Küçükken “Büyüyünce ne olacaksın?” dediklerinde “Kapalı bakkal olacağım” derdim hep. Yani şunu söylerdim aslında “Ben büyüyünce kapalı olacağım”, sonra da işte bakkal falan olabilirim herhalde. Bu küçümsemek değil; oturduğumuz binanın altında bakkal vardı, sahibesi örtülü bir kadındı ve ben, içsel İslamcı çaresizliğimde onu idolize etmiştim. Ve demiştim ki aslında ‘Evet, ben de başörtülü olduktan sonra bir şey olabilirim sanırım, evet evet bakkal olabilirim’ ve onu tutmuştum. Ama bunların berisinde asıl olay, benim küçük dünyamdaki içsel İslamcı umutsuzluğumdu. Sadece kapalı olabilirdim; kapalı bakkal, kapalı tezgahtar, kapalı kasiyer… Kapalı kapalı… Bu kadar kapalıydım, evet.

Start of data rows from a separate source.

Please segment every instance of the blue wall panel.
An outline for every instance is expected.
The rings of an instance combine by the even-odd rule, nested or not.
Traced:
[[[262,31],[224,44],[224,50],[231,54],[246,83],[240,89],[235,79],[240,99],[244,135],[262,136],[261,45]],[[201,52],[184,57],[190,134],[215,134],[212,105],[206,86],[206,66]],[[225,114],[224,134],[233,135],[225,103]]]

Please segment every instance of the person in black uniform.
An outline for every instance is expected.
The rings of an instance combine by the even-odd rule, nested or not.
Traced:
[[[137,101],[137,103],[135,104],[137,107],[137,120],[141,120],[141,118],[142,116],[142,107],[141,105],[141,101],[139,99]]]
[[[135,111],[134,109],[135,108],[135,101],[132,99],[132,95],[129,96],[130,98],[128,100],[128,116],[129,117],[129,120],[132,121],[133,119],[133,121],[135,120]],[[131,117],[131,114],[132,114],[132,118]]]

Ablam vardı mesela, okul önlerinde başörtüsüyle bekleyen. Bir savaş veriyordu. Peki ben de mi bu savaşı verecektim? Buna gücüm var mıydı? Küçük zihnimde çalkalanan bunlardı, inanabiliyor musun? Aynı savaşı ne için verecektim, diplomasızlık için mi? Vermedim, evet. İslamcı umutsuzluğumla birlikte bir yatılı Kur’an kursuna yerleştik. Okuduk okuduk; elif’i göğüsten, ha’yı boğazdan, ğayın’ı gırtlaktan çıkardık. Peygamber gibi oturup kalktık, onun gibi uyuyup onun gibi uyandık. Sonra uyandım. Peygamber böyle uyanmış mıydı ya da uyanır mıydı bilmiyorum ama uyandım ve uyandığımda kapalı bakkal bile olamadığımı fark ettim. Kapalı bakkal bile olamadıysam kapalı olmamın beni sindirmekten başka olayı neydi? Beni örtmek ve o kadar çok örtmek ki ben diye bir şey kalmayana dek…
Şimdi kapalı değilim ama bakkal olmak beni hala mutlu eder. Ve umarım kapalı olacak tek şey pazar günleri kilitli olan bakkalımın kapısı olur.